Just Die Already begins with your escape from a prison-like care home, and, from that point on, everything that happens is entirely up to you. Just like Goat Simulator, you’re provided with an open world filled with civilians, destructible scenic items and various objects to pick up, throw or eat. The city setting is garishly drawn in cartoon primary colours, cars plummeting around its narrow streets, smashing into each other and everything else, people wandering about aimlessly, until they are splattered by a passing vehicle or a stray explosive. You can explore at will, climbing buildings, raiding shops, throwing fireworks and watching the results.

Just Die Already
Bucket list of tasks and challenges … Just Die Already. Photograph: Curve Digital

The inexact and anarchic physics engine, barely tuned since Goat Simulator, makes every interaction a comedic, intoxicated blunder. Your ageing character flails wildly around the world, picking up knives, bombs, giant fish and basketballs with all the dangerous cack-handedness of a drunken wedding guest attempting the final lift from Dirty Dancing. Time and again, you are electrocuted, beaten up, eaten by sharks or run over; fortunately your rag-doll body can be infinitely respawned.

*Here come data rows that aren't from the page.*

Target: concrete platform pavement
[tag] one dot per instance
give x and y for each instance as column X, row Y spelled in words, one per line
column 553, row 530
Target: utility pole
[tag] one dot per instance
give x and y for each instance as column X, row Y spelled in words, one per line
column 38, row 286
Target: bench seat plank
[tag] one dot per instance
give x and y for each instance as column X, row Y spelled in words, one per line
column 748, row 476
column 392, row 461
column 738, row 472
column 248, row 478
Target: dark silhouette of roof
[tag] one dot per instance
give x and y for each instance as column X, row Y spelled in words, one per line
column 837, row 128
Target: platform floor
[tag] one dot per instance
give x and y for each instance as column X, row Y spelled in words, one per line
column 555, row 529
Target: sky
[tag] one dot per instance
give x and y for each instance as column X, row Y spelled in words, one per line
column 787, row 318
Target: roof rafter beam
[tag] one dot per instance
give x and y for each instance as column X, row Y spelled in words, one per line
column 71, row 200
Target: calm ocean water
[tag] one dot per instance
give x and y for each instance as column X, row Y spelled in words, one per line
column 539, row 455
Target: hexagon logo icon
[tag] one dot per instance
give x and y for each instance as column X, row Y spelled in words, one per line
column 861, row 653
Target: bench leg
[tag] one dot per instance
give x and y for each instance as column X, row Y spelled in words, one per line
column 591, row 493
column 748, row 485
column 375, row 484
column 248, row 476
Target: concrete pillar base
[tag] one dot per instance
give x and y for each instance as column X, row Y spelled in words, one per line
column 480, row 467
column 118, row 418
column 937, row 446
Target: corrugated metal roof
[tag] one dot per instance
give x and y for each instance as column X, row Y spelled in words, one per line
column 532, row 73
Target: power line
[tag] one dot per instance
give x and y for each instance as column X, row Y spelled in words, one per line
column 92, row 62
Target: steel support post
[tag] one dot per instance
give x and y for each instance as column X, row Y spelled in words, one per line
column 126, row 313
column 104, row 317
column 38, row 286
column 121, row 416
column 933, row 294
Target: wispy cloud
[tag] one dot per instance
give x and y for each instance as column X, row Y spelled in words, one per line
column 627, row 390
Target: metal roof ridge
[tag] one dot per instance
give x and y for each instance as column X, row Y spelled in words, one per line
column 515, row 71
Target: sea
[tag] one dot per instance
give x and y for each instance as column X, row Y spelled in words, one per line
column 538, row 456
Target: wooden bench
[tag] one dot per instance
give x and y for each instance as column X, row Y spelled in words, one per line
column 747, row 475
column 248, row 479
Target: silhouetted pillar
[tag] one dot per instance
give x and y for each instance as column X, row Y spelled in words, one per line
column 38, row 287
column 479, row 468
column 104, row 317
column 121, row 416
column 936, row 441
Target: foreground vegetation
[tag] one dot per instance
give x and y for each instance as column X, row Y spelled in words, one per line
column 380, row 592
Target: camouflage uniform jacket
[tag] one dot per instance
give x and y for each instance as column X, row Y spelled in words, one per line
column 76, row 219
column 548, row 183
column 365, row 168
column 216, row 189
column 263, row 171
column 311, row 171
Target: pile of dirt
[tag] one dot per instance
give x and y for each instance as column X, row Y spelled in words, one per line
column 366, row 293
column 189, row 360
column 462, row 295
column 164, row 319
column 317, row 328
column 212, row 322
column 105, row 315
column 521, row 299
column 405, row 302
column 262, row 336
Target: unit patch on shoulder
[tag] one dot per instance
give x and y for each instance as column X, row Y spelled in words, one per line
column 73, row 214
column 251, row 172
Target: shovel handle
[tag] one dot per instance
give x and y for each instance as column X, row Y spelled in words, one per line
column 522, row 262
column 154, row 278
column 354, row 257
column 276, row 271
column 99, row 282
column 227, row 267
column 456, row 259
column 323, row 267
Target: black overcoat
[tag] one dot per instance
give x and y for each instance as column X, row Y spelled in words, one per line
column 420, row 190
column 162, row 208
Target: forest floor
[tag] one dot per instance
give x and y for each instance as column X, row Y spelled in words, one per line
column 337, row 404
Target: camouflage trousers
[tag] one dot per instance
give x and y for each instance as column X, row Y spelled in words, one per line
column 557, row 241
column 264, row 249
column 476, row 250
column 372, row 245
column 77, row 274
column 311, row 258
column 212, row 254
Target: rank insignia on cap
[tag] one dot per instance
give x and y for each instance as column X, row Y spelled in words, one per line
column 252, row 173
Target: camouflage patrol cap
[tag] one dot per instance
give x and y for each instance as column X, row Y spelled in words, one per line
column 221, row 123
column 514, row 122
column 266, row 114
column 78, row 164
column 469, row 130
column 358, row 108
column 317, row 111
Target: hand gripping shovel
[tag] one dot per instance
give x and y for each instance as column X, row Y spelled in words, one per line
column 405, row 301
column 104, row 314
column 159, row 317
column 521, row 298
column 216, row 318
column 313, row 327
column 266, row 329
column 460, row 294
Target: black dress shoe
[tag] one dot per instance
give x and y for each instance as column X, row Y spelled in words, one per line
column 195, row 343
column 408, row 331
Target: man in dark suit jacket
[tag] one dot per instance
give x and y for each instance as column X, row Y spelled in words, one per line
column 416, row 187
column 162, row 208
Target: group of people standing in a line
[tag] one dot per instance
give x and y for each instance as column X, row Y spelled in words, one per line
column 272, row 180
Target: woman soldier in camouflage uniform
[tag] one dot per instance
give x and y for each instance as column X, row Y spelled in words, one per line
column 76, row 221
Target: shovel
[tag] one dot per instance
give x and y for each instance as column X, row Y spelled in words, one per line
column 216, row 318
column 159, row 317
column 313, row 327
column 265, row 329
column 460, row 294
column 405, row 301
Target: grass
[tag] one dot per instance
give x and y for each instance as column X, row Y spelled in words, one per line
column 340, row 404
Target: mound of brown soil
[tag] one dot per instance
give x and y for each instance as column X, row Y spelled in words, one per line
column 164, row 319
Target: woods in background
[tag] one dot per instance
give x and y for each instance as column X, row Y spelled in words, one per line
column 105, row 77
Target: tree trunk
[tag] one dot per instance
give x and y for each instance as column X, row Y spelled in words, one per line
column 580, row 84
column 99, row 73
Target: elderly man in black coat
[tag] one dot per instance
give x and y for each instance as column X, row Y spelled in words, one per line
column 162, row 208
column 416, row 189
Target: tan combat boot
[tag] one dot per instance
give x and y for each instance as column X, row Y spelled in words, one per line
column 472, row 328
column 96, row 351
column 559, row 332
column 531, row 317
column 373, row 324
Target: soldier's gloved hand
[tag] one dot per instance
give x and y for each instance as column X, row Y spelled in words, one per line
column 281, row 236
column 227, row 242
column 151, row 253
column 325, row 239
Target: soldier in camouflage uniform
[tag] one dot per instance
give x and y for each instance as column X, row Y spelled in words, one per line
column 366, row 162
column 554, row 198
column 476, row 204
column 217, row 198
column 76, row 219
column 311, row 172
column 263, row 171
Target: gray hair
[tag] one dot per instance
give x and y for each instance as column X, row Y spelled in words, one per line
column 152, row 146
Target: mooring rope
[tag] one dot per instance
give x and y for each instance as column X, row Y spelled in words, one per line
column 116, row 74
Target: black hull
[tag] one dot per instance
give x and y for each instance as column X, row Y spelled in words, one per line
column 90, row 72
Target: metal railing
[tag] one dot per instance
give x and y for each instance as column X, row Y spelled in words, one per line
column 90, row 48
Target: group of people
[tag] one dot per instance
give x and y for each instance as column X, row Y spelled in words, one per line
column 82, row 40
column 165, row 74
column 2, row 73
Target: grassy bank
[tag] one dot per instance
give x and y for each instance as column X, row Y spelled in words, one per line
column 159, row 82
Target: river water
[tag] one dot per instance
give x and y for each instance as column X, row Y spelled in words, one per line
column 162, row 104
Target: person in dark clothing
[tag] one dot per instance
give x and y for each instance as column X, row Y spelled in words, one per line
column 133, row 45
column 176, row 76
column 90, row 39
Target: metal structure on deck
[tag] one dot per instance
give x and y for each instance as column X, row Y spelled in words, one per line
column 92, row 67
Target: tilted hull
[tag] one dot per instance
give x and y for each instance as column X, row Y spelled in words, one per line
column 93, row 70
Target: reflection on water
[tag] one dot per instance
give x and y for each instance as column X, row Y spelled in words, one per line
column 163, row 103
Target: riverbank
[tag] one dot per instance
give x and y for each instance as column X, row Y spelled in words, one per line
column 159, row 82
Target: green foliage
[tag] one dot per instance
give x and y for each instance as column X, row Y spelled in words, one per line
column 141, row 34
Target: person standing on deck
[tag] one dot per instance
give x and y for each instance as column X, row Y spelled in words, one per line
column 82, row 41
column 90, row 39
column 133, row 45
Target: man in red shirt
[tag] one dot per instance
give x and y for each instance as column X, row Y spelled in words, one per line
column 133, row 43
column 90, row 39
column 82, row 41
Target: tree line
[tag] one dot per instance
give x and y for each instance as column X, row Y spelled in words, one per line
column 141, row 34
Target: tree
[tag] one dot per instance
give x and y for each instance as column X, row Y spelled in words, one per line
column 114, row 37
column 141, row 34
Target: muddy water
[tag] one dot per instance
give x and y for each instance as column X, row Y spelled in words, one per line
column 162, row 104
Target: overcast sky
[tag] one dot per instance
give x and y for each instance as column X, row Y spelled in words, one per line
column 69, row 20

What’s the point? Good question. Goat Simulator took its only real game design cue from Tony Hawk’s Pro Skater, awarding scores for any elaborate stunts the player managed to pull off. Just Die Already adds more sense of structure, providing you with a bucket list of tasks and challenges that often require you to solve puzzles, find keys and navigate platforming sequences. Springy mattresses, fire extinguishers and fireworks all provide a way to climb up taller buildings where bonus items are often hidden. However, the “humorously” shoddy physics engine ensures your success at any given dexterity task is largely down to luck.

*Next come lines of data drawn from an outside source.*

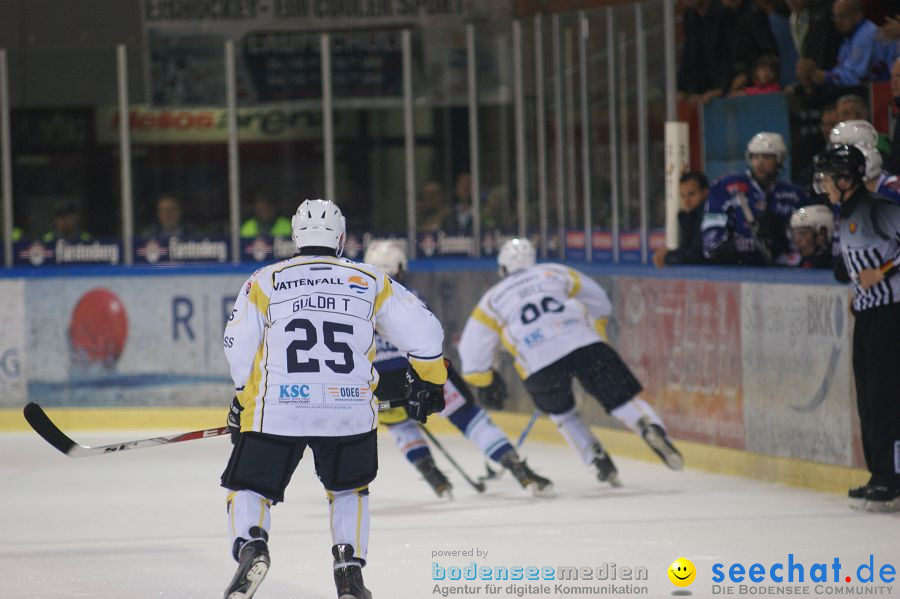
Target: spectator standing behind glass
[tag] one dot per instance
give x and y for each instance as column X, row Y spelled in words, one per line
column 893, row 165
column 693, row 189
column 813, row 31
column 765, row 77
column 66, row 224
column 747, row 213
column 811, row 227
column 168, row 219
column 432, row 207
column 861, row 57
column 266, row 220
column 459, row 220
column 750, row 39
column 705, row 70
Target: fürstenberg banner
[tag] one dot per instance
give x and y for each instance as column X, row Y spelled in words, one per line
column 278, row 48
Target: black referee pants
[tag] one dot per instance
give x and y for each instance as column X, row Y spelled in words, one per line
column 876, row 368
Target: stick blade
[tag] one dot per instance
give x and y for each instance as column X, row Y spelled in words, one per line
column 43, row 426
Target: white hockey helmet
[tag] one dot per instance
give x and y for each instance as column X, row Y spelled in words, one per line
column 514, row 255
column 319, row 223
column 854, row 133
column 816, row 217
column 386, row 255
column 766, row 142
column 874, row 162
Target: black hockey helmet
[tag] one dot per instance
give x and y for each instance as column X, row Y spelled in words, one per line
column 842, row 160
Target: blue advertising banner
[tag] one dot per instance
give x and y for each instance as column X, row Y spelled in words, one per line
column 63, row 252
column 177, row 250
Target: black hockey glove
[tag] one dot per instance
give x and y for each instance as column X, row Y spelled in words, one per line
column 234, row 419
column 424, row 398
column 494, row 395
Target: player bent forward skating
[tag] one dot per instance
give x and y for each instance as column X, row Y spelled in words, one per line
column 299, row 343
column 551, row 318
column 461, row 409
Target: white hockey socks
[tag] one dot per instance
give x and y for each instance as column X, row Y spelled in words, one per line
column 350, row 520
column 248, row 517
column 633, row 410
column 482, row 431
column 577, row 433
column 409, row 439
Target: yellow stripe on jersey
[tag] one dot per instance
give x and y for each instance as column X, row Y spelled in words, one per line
column 259, row 299
column 392, row 416
column 433, row 371
column 359, row 516
column 485, row 319
column 325, row 260
column 509, row 345
column 523, row 374
column 576, row 282
column 600, row 327
column 247, row 397
column 479, row 379
column 386, row 292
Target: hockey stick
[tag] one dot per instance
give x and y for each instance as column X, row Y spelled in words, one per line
column 477, row 485
column 51, row 433
column 43, row 426
column 491, row 473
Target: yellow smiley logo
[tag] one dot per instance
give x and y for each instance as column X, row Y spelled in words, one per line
column 682, row 572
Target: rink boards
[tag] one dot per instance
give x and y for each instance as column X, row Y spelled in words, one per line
column 742, row 360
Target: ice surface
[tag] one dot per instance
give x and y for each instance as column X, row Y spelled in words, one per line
column 151, row 523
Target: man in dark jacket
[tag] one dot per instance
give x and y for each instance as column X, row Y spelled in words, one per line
column 693, row 189
column 706, row 62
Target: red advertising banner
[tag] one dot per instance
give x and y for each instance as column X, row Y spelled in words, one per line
column 683, row 341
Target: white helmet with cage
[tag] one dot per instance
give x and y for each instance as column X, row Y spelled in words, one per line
column 816, row 217
column 319, row 223
column 874, row 162
column 386, row 255
column 854, row 133
column 514, row 255
column 766, row 142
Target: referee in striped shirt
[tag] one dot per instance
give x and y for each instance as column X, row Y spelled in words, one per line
column 870, row 248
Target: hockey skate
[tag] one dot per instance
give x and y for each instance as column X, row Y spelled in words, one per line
column 882, row 499
column 348, row 574
column 434, row 477
column 606, row 470
column 253, row 565
column 538, row 485
column 659, row 442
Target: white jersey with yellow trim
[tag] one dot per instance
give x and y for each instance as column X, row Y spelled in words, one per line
column 540, row 314
column 301, row 340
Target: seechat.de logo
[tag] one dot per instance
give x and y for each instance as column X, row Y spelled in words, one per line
column 682, row 572
column 358, row 284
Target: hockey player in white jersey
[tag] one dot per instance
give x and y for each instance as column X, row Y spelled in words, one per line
column 300, row 344
column 461, row 409
column 552, row 320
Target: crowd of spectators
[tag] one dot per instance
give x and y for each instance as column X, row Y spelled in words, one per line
column 821, row 54
column 734, row 47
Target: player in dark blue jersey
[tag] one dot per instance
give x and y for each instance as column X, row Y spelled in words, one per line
column 461, row 409
column 747, row 214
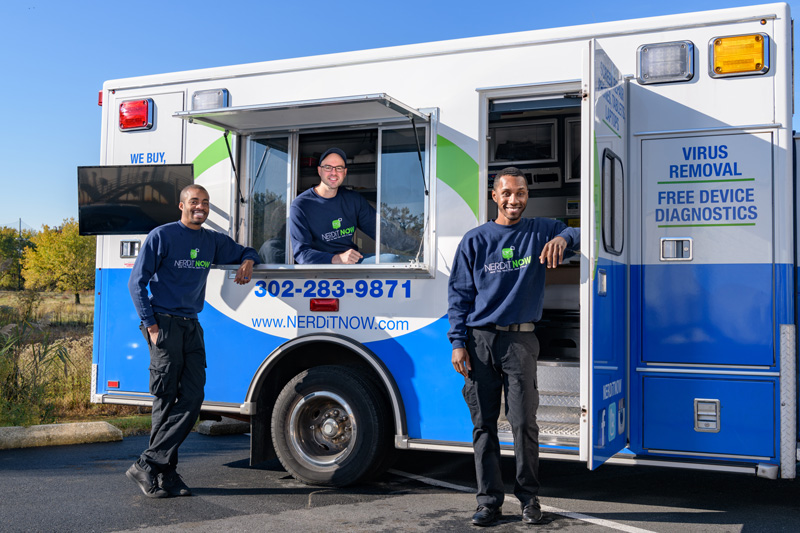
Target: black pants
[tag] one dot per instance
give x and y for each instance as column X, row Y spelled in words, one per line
column 177, row 379
column 506, row 361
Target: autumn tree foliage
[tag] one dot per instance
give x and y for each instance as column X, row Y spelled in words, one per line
column 60, row 259
column 12, row 245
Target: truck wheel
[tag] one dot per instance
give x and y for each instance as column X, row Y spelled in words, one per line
column 327, row 426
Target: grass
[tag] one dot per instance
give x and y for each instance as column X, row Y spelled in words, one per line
column 63, row 387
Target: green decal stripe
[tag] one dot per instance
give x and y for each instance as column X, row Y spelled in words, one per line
column 459, row 171
column 213, row 154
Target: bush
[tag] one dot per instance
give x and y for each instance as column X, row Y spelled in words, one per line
column 30, row 365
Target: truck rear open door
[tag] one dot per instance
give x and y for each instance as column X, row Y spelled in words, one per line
column 604, row 269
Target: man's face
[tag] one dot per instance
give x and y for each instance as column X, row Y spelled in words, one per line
column 511, row 195
column 332, row 178
column 194, row 208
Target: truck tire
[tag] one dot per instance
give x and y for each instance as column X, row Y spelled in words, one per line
column 328, row 427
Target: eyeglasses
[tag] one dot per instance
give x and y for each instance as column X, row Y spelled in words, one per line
column 329, row 168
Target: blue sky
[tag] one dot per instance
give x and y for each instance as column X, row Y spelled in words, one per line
column 55, row 56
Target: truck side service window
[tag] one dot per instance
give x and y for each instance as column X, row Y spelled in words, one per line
column 384, row 166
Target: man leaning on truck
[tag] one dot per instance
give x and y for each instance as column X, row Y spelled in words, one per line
column 495, row 295
column 174, row 261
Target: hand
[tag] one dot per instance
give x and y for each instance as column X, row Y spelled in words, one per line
column 350, row 257
column 553, row 252
column 244, row 273
column 461, row 361
column 153, row 332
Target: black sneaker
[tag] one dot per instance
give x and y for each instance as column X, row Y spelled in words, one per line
column 532, row 512
column 486, row 516
column 173, row 483
column 146, row 481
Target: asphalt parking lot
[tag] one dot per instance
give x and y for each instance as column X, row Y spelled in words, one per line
column 83, row 488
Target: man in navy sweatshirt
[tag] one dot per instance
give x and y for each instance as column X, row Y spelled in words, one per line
column 174, row 261
column 323, row 219
column 495, row 294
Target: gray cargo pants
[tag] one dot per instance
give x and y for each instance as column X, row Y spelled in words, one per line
column 503, row 360
column 177, row 379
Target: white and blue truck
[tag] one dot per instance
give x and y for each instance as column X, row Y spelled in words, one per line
column 670, row 339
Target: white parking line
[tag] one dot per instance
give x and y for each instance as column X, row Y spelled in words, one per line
column 568, row 514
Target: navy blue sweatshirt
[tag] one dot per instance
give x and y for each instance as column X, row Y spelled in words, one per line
column 496, row 276
column 323, row 227
column 175, row 260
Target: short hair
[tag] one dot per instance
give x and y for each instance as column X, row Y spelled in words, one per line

Completing challenges – which can vary from peeing on a certain number of electrical outlets to finding a way to decapitate yourself – unlocks items that can be bought from vending machines. Some are merely cosmetic (shark toys, hotdog-shaped hats) but some, like guns and swords, are useful for taking on more structured tasks. Tokens hidden around the map also provide access to rarer items, such as glider wings and bouncy shoes that give you more abilities.

Reasonably diverting in one-player, the game comes into its own as a co-op experience with up to four people. The absolute chaos of trying to work together on an extremely simple task will lead to plenty of genuine laughs, as long as you’re all in the right (undemanding) frame of mind. Plus, there is a genuine sense of achievement when a complex multistage stunt comes together.

It seems Ibrisagic has partly conceived the game as a satire on intergenerational angst and society’s treatment of old people. In that respect, Just Die Already is about as convincing as one of its own physics interactions. However, as a juvenile, tasteless and problematic co-op party game, it’ll provide as much guilty pleasure as Goat Simulator. And it’s going to be all over Twitch for the next few months, you can be sure of that.